Interestingly importing other way round or setting the LD_PRELOAD=/lib64/libstdc++.so.6 makes it work fine

[root@930fd58ceb8a /]# python3 -c 'import MySQLdb; import pyarrow; print("OK")'

[root@930fd58ceb8a /]# LD_PRELOAD=/lib64/libstdc++.so.6 python3 -c 'import pyarrow; import MySQLdb; print("OK")'

Could you help me understand what is going on and what would be the right fix for that?

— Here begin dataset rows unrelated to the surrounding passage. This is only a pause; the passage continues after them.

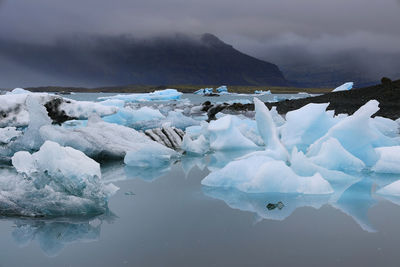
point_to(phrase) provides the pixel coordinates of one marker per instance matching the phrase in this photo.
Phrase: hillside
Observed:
(105, 61)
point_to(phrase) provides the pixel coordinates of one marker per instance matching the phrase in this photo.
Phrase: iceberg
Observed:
(222, 89)
(268, 131)
(55, 181)
(102, 140)
(262, 175)
(204, 91)
(9, 134)
(224, 136)
(158, 95)
(306, 125)
(200, 146)
(355, 134)
(344, 87)
(14, 110)
(334, 157)
(389, 160)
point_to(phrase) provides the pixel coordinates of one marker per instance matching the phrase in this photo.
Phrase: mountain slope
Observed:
(181, 59)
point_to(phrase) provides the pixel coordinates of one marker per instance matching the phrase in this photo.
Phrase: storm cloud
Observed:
(285, 32)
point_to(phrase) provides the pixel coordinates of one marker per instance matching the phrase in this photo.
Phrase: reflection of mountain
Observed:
(257, 202)
(54, 235)
(117, 171)
(353, 199)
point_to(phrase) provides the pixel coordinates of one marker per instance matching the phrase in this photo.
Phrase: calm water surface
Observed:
(165, 217)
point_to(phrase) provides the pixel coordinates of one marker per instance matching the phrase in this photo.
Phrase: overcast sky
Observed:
(263, 28)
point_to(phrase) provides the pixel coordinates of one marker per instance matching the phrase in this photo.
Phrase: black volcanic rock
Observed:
(181, 59)
(387, 94)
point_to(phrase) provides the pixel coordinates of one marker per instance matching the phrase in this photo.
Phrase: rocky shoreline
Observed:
(387, 94)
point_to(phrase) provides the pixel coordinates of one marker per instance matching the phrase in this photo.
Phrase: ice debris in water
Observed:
(9, 134)
(15, 111)
(160, 95)
(339, 145)
(100, 139)
(344, 87)
(55, 181)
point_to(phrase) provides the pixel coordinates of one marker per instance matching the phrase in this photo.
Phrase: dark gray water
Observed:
(166, 218)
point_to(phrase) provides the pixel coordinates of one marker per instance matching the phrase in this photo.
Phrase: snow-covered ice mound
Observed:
(104, 140)
(160, 95)
(55, 181)
(14, 111)
(344, 87)
(335, 146)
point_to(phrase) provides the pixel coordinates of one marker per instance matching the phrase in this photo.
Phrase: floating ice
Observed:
(128, 116)
(14, 109)
(199, 146)
(392, 189)
(101, 139)
(260, 175)
(204, 91)
(161, 95)
(55, 181)
(334, 157)
(8, 134)
(268, 131)
(307, 124)
(151, 155)
(222, 89)
(261, 92)
(389, 160)
(344, 87)
(224, 136)
(355, 134)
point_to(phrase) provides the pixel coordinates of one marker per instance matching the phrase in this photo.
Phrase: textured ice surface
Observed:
(8, 134)
(151, 155)
(259, 175)
(54, 235)
(161, 95)
(198, 146)
(222, 89)
(224, 136)
(204, 91)
(355, 134)
(101, 139)
(128, 116)
(344, 87)
(267, 129)
(307, 124)
(15, 109)
(389, 160)
(55, 181)
(334, 157)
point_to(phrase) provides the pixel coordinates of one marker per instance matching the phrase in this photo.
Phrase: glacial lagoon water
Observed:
(165, 217)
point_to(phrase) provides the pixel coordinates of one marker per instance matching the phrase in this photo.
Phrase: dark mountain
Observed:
(102, 61)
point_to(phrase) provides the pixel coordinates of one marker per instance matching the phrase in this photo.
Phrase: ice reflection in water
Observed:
(53, 235)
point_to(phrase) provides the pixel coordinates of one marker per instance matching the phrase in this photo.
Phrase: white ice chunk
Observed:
(258, 174)
(8, 134)
(199, 146)
(224, 136)
(334, 157)
(389, 160)
(355, 134)
(101, 139)
(307, 124)
(55, 181)
(161, 95)
(392, 189)
(344, 87)
(268, 131)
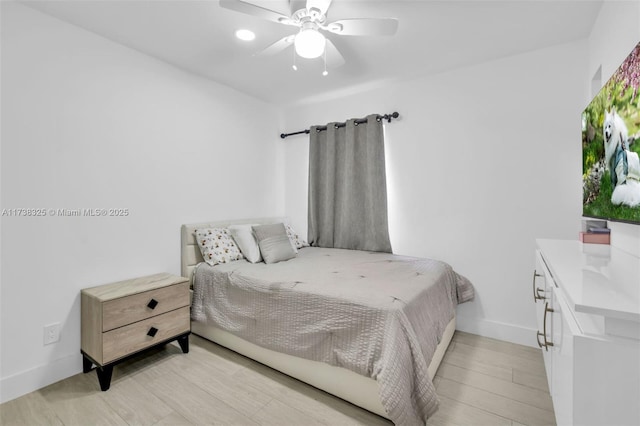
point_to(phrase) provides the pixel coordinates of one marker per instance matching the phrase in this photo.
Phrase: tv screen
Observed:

xhochy commented 7 months ago

This is related to https://github.com/jemalloc/jemalloc/issues/937 and https://github.com/conda-forge/arrow-cpp-feedstock/issues/636

mdobrzanski commented 7 months ago

@xhochy, that's some advanced stuff, I think I didn't get everything that is written in related issues. What I understood is pyarrow was fixed and it's MySQLdb or even libmysqlclient that has to be fixed. There was an issue with the latter on ubuntu https://bugs.launchpad.net/ubuntu/+source/mysql-8.0/+bug/1889851. Is that right? In your opinion, where the fixes should be done?

xhochy commented 7 months ago

Yes, that sounds related and the fix needs to be done on the MySQLdb side.